Heather nodded again. ‘Then she, um, she said I was beautiful, made a lot of comments about my figure and had me show her my breasts.’

‘What do you mean?’ asked LA.

‘She made me take off my shirt and bra. I sat like that for the rest of the session. She just kept looking at my chest.’

‘Did she touch you?’

‘No. But it was obvious she wanted to. I could tell by her eyes and the way she was breathing.’

Silence for a few beats as we all thought about this.

Then Heather said, ‘She kept talking about these friends of hers that she wanted me to meet.

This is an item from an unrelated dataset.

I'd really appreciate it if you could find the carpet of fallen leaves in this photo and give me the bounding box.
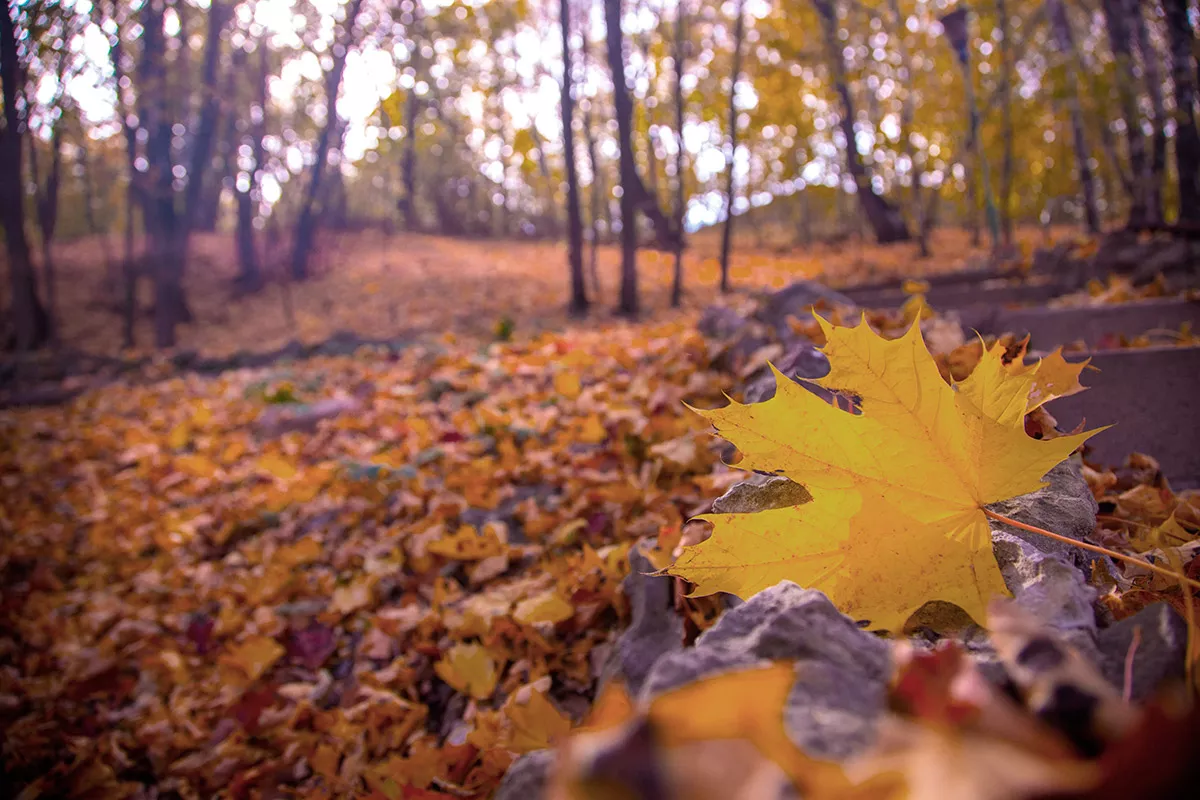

She asked me if I’d been introduced to submission, if I understood that pain was only another kind of pleasure, if I knew what bondage was and did I like being restrained, things like that.’ Heather glanced down at her breasts and quickly pulled her jacket over them. ‘Sorry,’ she said.

LA, who never missed anything, somehow made it clear, without saying or doing anything at all, that she’d noticed nothing.

I said, ‘Is that when you stopped going?’

Heather cleared her throat. ‘Sort of,’ she said. ‘You know how sometimes when people talk on the phone you can hear the person on the other end real clear? Well, one day she was talking to this official-sounding guy who called a lot – ’

‘Official-sounding?’

‘Yeah, a voice kind of like somebody making a speech or something. Like with microphones in front of him. So she’s talking to him and she says, “We may have to consider an increase in your fee. I have expenses, you know, and there’s a lot involved. These girls have ideas, they watch TV just like we do, they think about things – it’s a constant issue whether they might talk to somebody, say something irresponsible.”’ The corner of Heather’s mouth twisted.

I said, ‘And you knew what that meant.’

She looked out the window again. ‘Oh, yeah. I knew what it meant. That was when I made up my mind not to go back.’

‘Was Dr Pendergrass working there when you were seeing Dr Gold?’

‘Uh huh, for a while.’

‘Do you think he knew what was going on?’ LA said.

‘If he had eyes, he did.’

Later I asked for LA’s impressions.

After thinking about it for a minute she said, ‘In a lot of ways Heather’s who I once was. Does that tell you anything?’

Now I took some time to think. Finally I said, ‘Yeah, enough.’

 

 

 

 

 

 

 

 

 

 

TWENTY-THREE

Looking disgusted, Mouncey sat in the chair in front of my desk, sipping Sprite as she finished outlining her alibi findings so far.

‘ – Feigel in San Antone doin’ a deposition,’ she said. ‘Talked to a couple lawyers down there where he at, look like that one gonna hold up, so he clean for the crucifyin’. Last one, Pendergrass, tole me he at the movies – maybe we call in a alibi professor, tell us what that one worth.’